Fed rate cut will trigger a wave of dollar selling? Not that simple!
A rate cut by the Federal Reserve System (the Fed) in the United States may not immediately lead to a wave of dollar selling. Historical data shows that a long period of loose monetary policy may weaken the dollar, but a short-term rate cut cycle may not trigger a significant reaction. Currently, the dollar is at a historical high, and similar historical data in such situations suggest that the dollar may have a delayed reaction and a significant decline. However, the specific situation still needs to be observed
Once the Federal Reserve starts lowering interest rates, will the US dollar definitely decline and enter a downtrend?
Generally speaking, lower official interest rates should translate into lower US Treasury yields, which, under other conditions being equal, would reduce the attractiveness of US assets. The difference in short-term interest rates is often a key factor driving currency trends.
However, investors also need to consider specific circumstances.
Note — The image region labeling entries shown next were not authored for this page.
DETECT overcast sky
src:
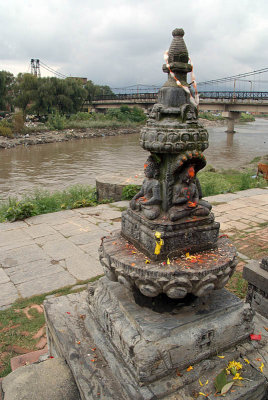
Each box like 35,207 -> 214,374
0,0 -> 268,87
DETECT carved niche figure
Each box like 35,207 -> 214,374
130,157 -> 161,219
169,166 -> 212,221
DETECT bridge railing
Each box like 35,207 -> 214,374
199,91 -> 268,100
93,91 -> 268,101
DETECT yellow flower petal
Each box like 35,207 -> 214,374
233,372 -> 243,380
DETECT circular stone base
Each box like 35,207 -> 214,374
100,232 -> 237,299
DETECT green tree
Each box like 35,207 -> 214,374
14,73 -> 39,116
0,71 -> 15,111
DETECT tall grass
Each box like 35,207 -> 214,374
198,170 -> 267,197
0,185 -> 101,222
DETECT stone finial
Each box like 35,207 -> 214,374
168,28 -> 189,63
172,28 -> 184,37
163,28 -> 192,87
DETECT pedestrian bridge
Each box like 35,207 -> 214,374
92,91 -> 268,132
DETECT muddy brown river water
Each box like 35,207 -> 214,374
0,118 -> 268,200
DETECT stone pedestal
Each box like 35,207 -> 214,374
243,257 -> 268,318
100,231 -> 237,298
121,208 -> 220,260
44,278 -> 266,400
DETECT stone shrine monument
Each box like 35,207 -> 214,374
45,29 -> 265,400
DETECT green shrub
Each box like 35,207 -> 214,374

Here is a chart from Societe Generale showing the changes in the US dollar index and the federal funds rate over the past forty years.
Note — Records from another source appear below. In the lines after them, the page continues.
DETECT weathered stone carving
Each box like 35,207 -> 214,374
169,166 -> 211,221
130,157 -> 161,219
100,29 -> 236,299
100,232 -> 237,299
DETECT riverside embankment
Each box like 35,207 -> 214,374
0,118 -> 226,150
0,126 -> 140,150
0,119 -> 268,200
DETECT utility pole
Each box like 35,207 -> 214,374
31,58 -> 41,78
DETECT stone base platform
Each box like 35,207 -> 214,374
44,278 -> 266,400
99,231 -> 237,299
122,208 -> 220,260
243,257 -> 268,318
US Dollar Index and Federal Funds Rate
Strategists wrote:
In 1985, the US dollar fell significantly, but this occurred four months after the first rate cut.
In 1989, the US dollar quickly declined after the first rate cut, but there was a rebound between the first and third rate cuts in 1995/96.
In 1998, the US dollar began to fall before the Fed cut rates due to the collapse of Long-Term Capital Management (LTCM).
In 2000, the US dollar was already declining when the Fed began easing policy.
In 2001, the US dollar rebounded, but eventually experienced a significant decline between 2002-04 as rates continued to fall.
In 2004, the US dollar mostly fell as rates rose, although there was a rebound in 2005, it started falling again before the Fed eased policy in 2007. The only rate cut cycle since then began in July 2019, and the US dollar fell for several months and continued to fall when the COVID-19 pandemic emerged...
In 2020, the unprecedented Fed easing did lead to a significant decline in the US dollar.
The strategists concluded that if investors and traders can learn from this, it is that a prolonged period of Fed easing may weaken the US dollar, but a brief and relatively small rate cut cycle (such as in 1996 and 2019) may not trigger a significant reaction as funds will still flow into US assets.
So, what is the current situation? They pointed out that the current real peak of the US dollar is the highest level since 1984-85, slightly higher than the peak in 2002. In both the 1984-85 and 2002 scenarios, the US dollar had a delayed reaction, followed by a significant decline, both of which coincided with a period of substantial rate cuts by the Fed.
They wrote, "The current level of the US dollar, as well as the scale of positions that have brought the US dollar to this level, indicate the need for a significant adjustment. Expectations for the Fed to ease monetary policy, avoid economic recession, and the continued existence of US economic exceptionalism require us to remain cautious."